Bridgeport Ranger District Fire Control Officer Marion Hysell welcomed Smokey Bear to the Bridgeport Ranger Station on July 4, 1964. (Note: The 1960s-1970s era U.S. Forest Service shoulder insignia did not arrive in this corner of the Intermountain Region until 1966.)
As fire prevention guard on the Bridgeport Ranger District, Toiyabe National Forest, from 1963 through 1966, I continued the district’s practice of having Smokey Bear appear in Bridgeport’s famous Fourth of July parade. This small town of less than 400, nestled in a verdant valley of the same name at the foot of the eastern Sierra Nevada 85 miles south of Carson City, Nevada, and 85 miles north of Bishop, California, is county seat of Mono County, California, and a popular outdoor recreation center.

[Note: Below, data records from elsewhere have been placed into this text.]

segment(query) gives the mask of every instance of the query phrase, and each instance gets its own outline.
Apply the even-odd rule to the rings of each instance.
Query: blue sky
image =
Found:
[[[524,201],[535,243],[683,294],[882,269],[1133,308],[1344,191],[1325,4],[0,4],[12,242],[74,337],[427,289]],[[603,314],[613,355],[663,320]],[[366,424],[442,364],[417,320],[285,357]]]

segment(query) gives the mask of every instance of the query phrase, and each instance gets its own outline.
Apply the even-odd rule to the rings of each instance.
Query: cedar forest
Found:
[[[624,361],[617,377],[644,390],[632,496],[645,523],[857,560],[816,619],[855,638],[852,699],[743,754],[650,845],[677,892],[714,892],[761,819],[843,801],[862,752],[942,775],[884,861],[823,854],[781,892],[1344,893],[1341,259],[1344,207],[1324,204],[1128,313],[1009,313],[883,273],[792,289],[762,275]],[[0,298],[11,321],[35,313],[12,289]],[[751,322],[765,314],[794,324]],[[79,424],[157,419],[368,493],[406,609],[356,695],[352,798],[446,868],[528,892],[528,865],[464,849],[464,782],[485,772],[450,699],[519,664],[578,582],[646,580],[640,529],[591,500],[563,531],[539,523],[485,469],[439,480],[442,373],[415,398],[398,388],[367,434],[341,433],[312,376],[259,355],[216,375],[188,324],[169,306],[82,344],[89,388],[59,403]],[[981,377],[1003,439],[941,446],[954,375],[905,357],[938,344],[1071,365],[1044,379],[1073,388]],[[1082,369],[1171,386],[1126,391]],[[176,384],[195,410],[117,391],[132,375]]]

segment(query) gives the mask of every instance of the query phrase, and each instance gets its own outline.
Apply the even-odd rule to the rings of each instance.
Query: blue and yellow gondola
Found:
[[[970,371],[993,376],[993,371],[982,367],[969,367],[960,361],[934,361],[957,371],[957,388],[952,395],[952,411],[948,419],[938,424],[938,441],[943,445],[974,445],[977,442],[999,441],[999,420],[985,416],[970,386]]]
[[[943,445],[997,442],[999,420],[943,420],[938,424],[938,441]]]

One of the larger guys on the fire crew or trail crew was cajoled into wearing the Smokey costume shipped our way from the regional office in Ogden, Utah, for this annual walk or ride down Main Street—U.S. Highway 395—lined by hundreds of local residents and summer visitors.
Smokey sometimes rode on a float accompanied by ranger station kids. On this occasion, as coordinated with the local 4-H Club and led by two of its members, he marched and waved to the parade’s appreciative onlookers.
After the parade, a properly-escorted Smokey always mingled with the crowd in town and then visited with kids in the Toiyabe National Forest’s large Twin Lakes area campgrounds.